Perhaps, the current quarrel between Trump and Musk may be a well-staged performance. It flared up again at the right time — after the reconciliation reached three weeks ago.
Right now, the decisive battle is unfolding in the US Congress over the “Big Beautiful Bill”, which — if Trump wins — will give him powerful financial levers to implement the “Make America Great Again” program. Much depended on today’s vote in the Senate, which at some point, due to the defection of three Republican senators, hung by a thread and was ultimately decided in favor of the president only after the intervention of J.D. Vance (the vice president also has a vote in the Senate).
Now it’s up to the House of Representatives, which recently voted for the Big Beautiful Bill (BBB), but will not necessarily automatically support it again — too many amendments were introduced by senators. Even among Trumpists, not all support the bill — some out of fear that voters will not approve of cuts to social programs, others, on the contrary, because of disagreement with insufficiently strict measures to reduce spending on supporting the poor.

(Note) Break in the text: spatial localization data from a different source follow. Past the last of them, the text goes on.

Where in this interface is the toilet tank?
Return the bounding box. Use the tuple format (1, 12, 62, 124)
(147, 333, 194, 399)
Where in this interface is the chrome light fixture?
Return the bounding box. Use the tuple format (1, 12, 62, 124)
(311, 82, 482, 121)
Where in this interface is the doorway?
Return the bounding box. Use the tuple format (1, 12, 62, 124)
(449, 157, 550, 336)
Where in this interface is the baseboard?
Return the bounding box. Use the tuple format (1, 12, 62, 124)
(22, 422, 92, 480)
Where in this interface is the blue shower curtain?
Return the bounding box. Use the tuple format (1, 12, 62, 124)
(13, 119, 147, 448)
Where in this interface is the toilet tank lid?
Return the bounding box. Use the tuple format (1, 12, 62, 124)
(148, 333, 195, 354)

And the main threat comes from the latter — from conservatives from the Freedom Caucus, who call themselves “budget cutters.” It was to them — Congressmen Andy Harris from Maryland and Chip Roy from Texas — that Elon Musk publicly challenged.
“How can you call yourselves the Freedom Caucus if you vote for a DEBT SLAVERY bill with the largest increase in the debt ceiling in history?” he wrote on the X network, tagging these two legislators.

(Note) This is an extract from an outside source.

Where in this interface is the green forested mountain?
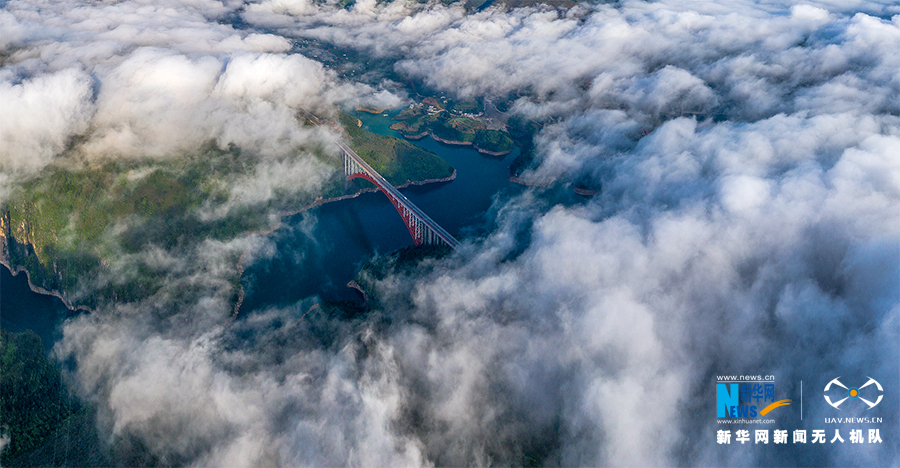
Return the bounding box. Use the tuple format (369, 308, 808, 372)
(0, 328, 79, 463)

It seems that in such a simple way Musk — on his own initiative or by agreement with Donald Trump — is pushing hesitant Republican conservatives to support the “Big Beautiful Bill.” After all, he himself is far from an authority for the Republicans. His rapprochement with the Elephant Party began only in 2022, shortly after he acquired Twitter — before that, he had been a staunch Democrat for many years.

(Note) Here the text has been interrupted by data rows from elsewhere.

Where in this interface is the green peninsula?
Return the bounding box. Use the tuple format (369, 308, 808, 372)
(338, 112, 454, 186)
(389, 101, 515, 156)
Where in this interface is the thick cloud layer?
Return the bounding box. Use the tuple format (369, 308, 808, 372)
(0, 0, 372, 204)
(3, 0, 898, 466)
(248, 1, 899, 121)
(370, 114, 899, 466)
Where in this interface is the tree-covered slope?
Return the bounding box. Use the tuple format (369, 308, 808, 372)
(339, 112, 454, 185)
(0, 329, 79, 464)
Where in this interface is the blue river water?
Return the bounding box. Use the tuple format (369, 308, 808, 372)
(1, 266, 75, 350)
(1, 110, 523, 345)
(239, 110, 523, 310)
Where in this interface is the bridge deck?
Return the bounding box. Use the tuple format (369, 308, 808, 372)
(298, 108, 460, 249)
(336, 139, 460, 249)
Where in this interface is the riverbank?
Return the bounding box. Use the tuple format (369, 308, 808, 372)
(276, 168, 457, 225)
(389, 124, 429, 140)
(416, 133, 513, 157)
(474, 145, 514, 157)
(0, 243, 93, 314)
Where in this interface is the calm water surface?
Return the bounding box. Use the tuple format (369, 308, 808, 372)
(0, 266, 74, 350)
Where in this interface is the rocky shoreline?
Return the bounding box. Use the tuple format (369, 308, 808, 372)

And Musk only started making large public contributions to the party before the elections last November. So his exhortations could play the exact opposite role — and those Republicans who were still hesitant about supporting the BBB, after the intervention of the upstart billionaire, will make the decision that pleases Trump.
And if the BBB does pass between the Scylla of moderate Republicans and the Charybdis of conservative “budget cutters,” then it is possible that soon after that, relations between Musk and Trump will improve again, and everyone will safely forget about the threats to deprive the billionaire’s company of state funding and send him back to South Africa. As well as about the prospects for creating a third party in the United States.